Agents of these Western forces are damaging China's internal stability and harmony by hook or by crook. Behind all these incidents we can often catch a glimpse of the dark shadow of the Stars and Stripes.
It's an argument which helps the Party wrap itself in a tight embrace with the public, warmed by the Chinese national flag and indignation against foreign aggressors who humiliated China two centuries ago and would do so again now if it weren't for the ever vigilant Party. Many Chinese citizens do actually believe this narrative.
But whatever the short term advantage in securing a loyal public and drilling a docile legal fraternity, the long term cost is too high.
The lawyers in the Tianjin dock this week were not conspirators for a foreign power. They were committed public servants assisting the most downtrodden in their society.
Some may have pushed harder than the Party could tolerate, inside and outside the courtroom, but if that was their offence, the Party should say exactly that. Instead it has pretended that this is a triumph of justice, insisting that the trials are fair, the confessions freely given and the entire charade open to international media.
None of this is true and the brazen cynicism of it all would be funny if it was not so frightening.
China does many things well and some things less well. The question is which things are important to its people, whether those change over time and whether the system can adjust to provide more of them.
In the long run, I believe constitutional rights will matter in China. It is an insult to intelligence and cannot be in China's long term interest to paint citizens who dare to discuss these rights as agents of the United States.
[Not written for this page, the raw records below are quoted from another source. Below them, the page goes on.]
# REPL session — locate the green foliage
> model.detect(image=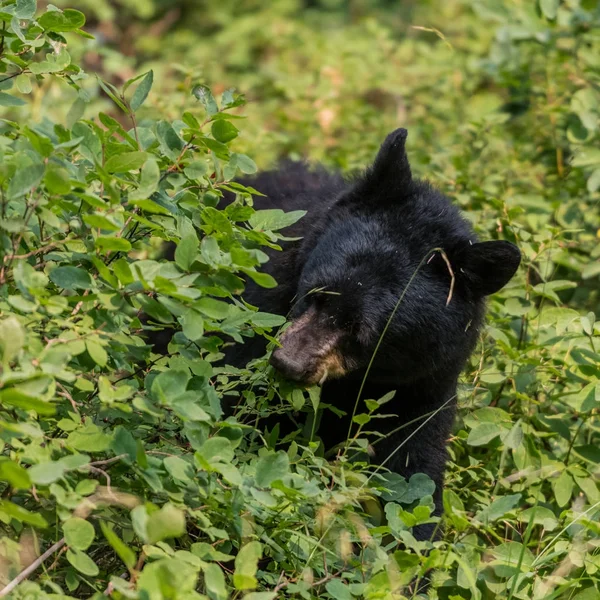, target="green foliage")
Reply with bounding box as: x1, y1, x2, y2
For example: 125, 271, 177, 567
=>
0, 1, 599, 599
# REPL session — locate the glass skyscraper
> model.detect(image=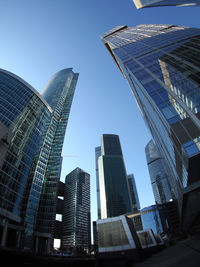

It is also profoundly unethical.
Sharpening the ideological conflict with the US is surely questionable on strategic grounds too. It is indeed part of US foreign policy to promote democracy, but the irony is that in China the US has not really tried very hard.
Instead successive American administrations have invited China to rejoin the international community and benefit from globalisation, while accepting that it does so on its own domestic political terms.
As China's economic and military might rise to rival that of the US, there are a growing number of Americans who complain that they have nurtured a dangerous strategic rival which shares none of their values. Painting Washington as the enemy only feeds this fear, inflaming nationalism and suspicion on both sides.
I'd ask the Tianjin prosecutors, if American NGOs are part of a US government conspiracy, what are the Chinese players abroad, who fund video messages displayed in New York's Time Square, the teaching of Chinese culture in Confucius Institutes or any number of other Chinese soft power projects?
In these frightening times, which of us knows what challenges are around the corner?
First and foremost for the dignity and protection of its own citizens, but also for the sake of China's future and that of the world at large, a responsible Beijing would celebrate those who work for society's most vulnerable and talk down the ideological enmity with the West rather than talk it up.